Certificate updated in Synology but Chrome still has old dates

My domain is: https://mcquarrieb.synology.me:5001/

I ran this command:
Updated certificate using Synology Control Panel - Security - Certificate. It appeared to renew successfully.

It produced this output:
It appeared to renew successfully but when I connect via Chrome it says NET::ERR_CERT_DATE_INVALID and when I check it shows the old dates before I renewed

My web server is (include version): Synology DS218+

The operating system my web server runs on is (include version): DSM 6.2.2-24922 Update 3

My hosting provider, if applicable, is:

I can login to a root shell on my machine (yes or no, or I don’t know):
Don’t know

I’m using a control panel to manage my site (no, or provide the name and version of the control panel):
No

The version of my client is (e.g. output of certbot --version or certbot-auto --version if you’re using Certbot):

1 Like

Hi @Barbara1

checking your domain there is an expired certificate - https://check-your-website.server-daten.de/?q=mcquarrieb.synology.me%3A5001

You have created some new certificates:

Issuer not before not after Domain names LE-Duplicate next LE
Let's Encrypt Authority X3 2019-10-13 2020-01-11 mcquarrieb.synology.me
1 entries
Let's Encrypt Authority X3 2019-10-13 2020-01-11 mcquarrieb.synology.me
1 entries
Let's Encrypt Authority X3 2019-10-12 2020-01-10 mcquarrieb.synology.me
1 entries
Let's Encrypt Authority X3 2019-10-12 2020-01-10 mcquarrieb.synology.me
1 entries
Let's Encrypt Authority X3 2019-10-06 2020-01-04 mcquarrieb.synology.me
1 entries
Let's Encrypt Authority X3 2019-07-09 2019-10-07 mcquarrieb.synology.me
1 entries

But the old, expired certificate is used:

CN=mcquarrieb.synology.me
	09.07.2019
	07.10.2019
13 days expired	mcquarrieb.synology.me - 1 entry

Did you restart the webserver port 5001?

1 Like

I restarted the Synology Diskstation (several times) but not specifically port 5001 (not sure how to do that).

1 Like

Checking your main domain ( https://check-your-website.server-daten.de/?q=mcquarrieb.synology.me ) there is the same expired certificate.
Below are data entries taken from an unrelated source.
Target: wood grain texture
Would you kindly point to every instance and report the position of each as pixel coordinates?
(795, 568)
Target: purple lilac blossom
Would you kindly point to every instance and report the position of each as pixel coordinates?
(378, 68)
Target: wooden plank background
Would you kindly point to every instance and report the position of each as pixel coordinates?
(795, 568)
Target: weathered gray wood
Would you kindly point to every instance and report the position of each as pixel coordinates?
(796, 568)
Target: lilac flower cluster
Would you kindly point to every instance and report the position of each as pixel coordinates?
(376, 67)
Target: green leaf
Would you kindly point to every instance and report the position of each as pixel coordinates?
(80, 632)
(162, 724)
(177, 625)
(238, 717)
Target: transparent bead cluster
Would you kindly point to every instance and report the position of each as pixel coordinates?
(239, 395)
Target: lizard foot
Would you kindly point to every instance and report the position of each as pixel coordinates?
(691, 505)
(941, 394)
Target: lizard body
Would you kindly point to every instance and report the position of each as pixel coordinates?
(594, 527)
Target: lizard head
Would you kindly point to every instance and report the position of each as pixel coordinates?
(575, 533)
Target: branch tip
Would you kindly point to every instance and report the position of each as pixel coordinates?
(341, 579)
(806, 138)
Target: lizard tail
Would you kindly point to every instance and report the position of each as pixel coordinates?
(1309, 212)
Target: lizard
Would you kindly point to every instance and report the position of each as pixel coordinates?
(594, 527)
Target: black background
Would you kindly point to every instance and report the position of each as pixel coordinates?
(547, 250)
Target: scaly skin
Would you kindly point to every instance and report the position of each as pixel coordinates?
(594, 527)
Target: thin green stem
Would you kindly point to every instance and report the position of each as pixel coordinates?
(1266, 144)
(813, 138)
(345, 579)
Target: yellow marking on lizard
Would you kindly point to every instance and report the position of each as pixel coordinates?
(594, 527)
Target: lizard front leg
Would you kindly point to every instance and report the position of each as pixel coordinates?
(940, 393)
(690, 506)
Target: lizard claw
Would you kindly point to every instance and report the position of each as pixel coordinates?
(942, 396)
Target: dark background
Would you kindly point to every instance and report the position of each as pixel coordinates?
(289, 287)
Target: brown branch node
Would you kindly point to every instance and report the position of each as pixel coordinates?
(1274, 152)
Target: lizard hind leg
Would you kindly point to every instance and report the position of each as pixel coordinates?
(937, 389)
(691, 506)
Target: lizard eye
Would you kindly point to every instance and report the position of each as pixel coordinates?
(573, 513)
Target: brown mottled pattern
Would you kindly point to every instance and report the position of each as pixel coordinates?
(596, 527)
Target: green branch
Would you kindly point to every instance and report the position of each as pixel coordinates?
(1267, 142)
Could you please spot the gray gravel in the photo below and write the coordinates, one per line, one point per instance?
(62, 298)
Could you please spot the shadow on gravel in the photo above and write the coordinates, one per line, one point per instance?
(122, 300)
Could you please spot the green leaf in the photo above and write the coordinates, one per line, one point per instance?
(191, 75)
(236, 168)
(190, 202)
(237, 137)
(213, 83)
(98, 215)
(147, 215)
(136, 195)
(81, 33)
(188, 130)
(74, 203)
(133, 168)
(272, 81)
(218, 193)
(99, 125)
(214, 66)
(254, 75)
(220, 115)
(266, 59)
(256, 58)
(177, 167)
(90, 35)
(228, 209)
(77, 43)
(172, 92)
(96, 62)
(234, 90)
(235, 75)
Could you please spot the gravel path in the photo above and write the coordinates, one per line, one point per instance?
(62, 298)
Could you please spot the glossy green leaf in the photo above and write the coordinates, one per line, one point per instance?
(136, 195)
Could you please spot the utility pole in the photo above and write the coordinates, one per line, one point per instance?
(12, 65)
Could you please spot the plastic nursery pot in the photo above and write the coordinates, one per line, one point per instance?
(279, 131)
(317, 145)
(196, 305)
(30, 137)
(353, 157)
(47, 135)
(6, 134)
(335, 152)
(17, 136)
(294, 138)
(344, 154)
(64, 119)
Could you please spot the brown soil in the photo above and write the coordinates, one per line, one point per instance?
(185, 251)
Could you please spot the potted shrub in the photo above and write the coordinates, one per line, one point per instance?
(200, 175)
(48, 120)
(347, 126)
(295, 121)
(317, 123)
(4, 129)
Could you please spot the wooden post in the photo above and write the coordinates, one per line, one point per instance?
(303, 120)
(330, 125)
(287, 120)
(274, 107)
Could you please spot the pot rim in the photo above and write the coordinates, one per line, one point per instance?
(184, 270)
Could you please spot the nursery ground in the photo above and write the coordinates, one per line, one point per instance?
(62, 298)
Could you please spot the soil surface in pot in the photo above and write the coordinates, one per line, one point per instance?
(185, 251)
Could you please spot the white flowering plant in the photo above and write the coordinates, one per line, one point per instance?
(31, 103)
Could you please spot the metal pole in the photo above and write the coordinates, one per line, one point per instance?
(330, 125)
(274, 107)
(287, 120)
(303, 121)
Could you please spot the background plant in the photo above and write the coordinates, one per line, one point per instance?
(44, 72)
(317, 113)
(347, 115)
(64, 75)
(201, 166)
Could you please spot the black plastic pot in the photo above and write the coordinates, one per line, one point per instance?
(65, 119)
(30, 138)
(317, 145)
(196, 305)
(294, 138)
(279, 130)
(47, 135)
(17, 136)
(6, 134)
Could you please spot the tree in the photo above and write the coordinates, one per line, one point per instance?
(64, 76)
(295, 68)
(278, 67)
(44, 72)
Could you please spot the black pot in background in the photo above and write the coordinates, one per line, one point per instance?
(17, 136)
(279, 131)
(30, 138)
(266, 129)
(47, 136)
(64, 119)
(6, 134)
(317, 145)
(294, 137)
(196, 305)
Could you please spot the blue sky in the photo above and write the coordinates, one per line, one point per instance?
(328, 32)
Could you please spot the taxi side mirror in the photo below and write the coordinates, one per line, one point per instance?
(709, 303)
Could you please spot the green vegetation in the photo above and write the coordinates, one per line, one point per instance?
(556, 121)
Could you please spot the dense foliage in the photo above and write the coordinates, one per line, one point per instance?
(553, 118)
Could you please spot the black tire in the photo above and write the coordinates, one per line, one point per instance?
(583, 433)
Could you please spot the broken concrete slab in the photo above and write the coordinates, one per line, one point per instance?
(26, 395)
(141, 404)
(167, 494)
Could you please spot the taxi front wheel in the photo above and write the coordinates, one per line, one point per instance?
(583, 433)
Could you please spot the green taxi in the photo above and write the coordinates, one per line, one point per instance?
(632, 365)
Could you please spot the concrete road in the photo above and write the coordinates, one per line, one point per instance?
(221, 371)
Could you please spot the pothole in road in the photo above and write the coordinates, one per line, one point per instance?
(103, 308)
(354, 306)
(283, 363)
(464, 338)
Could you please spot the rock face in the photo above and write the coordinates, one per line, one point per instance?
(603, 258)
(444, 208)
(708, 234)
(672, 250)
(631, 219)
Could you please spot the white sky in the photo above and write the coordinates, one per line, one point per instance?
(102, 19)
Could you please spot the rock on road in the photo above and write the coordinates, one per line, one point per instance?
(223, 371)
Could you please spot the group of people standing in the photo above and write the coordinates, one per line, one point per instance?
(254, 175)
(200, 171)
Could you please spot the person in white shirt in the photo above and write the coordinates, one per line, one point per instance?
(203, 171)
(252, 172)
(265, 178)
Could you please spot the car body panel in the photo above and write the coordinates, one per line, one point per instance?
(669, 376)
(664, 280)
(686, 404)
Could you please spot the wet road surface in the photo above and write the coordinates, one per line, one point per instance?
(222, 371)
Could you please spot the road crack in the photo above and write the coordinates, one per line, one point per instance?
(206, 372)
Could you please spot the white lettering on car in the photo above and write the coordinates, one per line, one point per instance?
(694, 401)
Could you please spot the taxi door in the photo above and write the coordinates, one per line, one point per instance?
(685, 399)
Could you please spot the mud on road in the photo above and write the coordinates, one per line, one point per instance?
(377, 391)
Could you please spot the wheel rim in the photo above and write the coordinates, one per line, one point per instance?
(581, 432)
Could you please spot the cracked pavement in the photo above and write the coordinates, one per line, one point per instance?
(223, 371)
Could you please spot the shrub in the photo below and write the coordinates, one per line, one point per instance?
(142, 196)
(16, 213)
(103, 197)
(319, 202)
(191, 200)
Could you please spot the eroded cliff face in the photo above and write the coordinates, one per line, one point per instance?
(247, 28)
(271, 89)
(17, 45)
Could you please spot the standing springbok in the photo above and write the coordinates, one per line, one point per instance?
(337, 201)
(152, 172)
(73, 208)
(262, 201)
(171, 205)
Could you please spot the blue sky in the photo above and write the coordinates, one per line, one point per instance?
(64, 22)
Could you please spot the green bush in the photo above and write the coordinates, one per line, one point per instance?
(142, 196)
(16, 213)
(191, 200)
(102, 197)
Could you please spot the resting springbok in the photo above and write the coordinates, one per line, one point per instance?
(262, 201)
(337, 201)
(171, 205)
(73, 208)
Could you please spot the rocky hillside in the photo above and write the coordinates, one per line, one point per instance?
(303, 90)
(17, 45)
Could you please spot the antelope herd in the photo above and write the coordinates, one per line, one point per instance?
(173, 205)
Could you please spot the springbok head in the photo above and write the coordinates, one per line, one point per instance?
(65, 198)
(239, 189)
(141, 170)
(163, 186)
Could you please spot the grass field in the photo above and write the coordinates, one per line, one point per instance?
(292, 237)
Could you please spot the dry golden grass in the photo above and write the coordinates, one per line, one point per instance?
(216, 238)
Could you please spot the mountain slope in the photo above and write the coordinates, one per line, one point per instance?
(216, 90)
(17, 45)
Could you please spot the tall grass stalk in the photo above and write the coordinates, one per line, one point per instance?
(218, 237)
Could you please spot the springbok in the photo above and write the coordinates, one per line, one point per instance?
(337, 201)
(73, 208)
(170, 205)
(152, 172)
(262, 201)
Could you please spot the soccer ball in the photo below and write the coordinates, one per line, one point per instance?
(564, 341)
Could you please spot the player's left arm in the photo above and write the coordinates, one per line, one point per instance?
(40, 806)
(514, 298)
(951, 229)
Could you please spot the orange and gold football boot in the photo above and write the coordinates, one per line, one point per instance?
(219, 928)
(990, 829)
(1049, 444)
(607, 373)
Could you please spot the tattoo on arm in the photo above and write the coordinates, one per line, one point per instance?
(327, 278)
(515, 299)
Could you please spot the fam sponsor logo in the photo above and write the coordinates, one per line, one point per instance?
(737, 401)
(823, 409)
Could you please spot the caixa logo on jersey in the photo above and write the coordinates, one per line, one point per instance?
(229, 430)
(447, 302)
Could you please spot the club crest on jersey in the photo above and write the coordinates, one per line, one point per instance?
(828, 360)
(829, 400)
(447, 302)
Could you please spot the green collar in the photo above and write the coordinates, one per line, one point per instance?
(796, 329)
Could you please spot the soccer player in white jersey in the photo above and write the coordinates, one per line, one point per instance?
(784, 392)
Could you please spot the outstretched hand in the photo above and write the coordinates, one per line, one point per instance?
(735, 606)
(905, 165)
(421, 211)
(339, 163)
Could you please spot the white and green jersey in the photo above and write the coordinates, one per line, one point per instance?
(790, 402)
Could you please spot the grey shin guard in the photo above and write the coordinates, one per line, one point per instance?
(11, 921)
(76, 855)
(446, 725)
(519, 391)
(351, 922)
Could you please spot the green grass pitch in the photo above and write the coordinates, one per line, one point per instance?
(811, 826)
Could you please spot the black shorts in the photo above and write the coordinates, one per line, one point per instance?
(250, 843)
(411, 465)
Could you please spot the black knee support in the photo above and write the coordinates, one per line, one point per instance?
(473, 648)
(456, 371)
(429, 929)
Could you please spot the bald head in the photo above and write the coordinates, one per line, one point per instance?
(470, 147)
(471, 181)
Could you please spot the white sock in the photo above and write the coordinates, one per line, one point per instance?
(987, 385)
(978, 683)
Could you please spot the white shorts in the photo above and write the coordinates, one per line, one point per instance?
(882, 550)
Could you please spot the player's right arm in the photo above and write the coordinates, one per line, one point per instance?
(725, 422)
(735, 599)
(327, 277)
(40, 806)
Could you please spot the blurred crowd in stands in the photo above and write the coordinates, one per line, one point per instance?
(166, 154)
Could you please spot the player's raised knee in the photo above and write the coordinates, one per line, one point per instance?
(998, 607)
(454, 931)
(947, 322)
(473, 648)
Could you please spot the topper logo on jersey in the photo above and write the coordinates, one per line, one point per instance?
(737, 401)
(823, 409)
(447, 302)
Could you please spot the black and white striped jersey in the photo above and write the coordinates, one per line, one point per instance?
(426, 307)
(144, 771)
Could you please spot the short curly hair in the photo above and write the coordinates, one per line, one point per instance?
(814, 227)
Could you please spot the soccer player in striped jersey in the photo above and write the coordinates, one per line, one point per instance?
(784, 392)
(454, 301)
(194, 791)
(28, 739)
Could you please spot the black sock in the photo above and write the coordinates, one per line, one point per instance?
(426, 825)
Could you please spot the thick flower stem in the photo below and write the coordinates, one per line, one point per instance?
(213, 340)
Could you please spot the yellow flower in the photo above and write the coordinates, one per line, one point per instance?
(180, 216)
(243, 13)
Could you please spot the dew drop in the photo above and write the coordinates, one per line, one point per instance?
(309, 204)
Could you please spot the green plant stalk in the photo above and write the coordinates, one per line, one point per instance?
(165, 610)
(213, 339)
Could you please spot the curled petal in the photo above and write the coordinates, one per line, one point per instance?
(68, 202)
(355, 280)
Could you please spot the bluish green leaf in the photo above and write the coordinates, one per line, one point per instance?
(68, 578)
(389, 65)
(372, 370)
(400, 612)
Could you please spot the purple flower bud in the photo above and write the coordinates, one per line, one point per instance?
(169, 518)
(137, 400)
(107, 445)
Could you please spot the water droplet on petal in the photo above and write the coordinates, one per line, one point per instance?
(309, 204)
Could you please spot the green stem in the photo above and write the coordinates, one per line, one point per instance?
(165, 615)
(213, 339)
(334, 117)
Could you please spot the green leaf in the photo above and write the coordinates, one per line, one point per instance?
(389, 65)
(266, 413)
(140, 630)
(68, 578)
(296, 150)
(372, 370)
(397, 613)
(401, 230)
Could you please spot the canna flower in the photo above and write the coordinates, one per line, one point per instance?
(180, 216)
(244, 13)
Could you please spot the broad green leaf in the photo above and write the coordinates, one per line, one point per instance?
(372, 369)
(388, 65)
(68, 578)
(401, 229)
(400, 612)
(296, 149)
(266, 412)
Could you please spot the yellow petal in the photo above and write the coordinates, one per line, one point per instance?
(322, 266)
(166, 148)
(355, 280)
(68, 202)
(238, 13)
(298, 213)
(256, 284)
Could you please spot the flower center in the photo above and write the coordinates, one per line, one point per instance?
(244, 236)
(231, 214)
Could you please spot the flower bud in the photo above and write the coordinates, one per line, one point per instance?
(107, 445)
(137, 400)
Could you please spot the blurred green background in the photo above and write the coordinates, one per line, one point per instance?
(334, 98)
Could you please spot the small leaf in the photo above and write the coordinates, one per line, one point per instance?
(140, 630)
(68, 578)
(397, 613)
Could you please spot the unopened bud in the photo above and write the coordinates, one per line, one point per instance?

And a lot of Synology content.

Is it possible to restart that nginx? Or do you have something like a “list of certificates created” in your Diskstation?

Normally, that should work. That Letsencrypt client is a “closed world”. Is there an update?

I’m afraid I don’t know anything about nginx and this is the only mention in Synology Help

To customize the “Server” header in the HTTP responses:

1. Tick Enable the “Server” header in HTTP responses.

  1. Specify a header for your web server (e.g. nginx).
  2. Click Apply.
    which doesn’t look relevant.

There was one other certificate showing on the Certificate page which I assumed was inactive as the one I use is the default, but I deleted it anyway in case it was confusing things. Restarted the DiskStation but still showing Not Secure. There doesn’t seem to be any facility to dig into the certificate detail any further or troubleshoot.

I therefore assume the problem lies with Synology? If so I will try their community.

Many thanks for your help.

Barbara

PS Sorry, forgot to confirm everything is up to date.

Yes, that's a good idea. Such a "closed world client" should work. If not, looks like a bug.

Did you clear your browser cache?

Good question - I didn’t! Though just tried and still seem to have the problem.

This topic was automatically closed 30 days after the last reply. New replies are no longer allowed.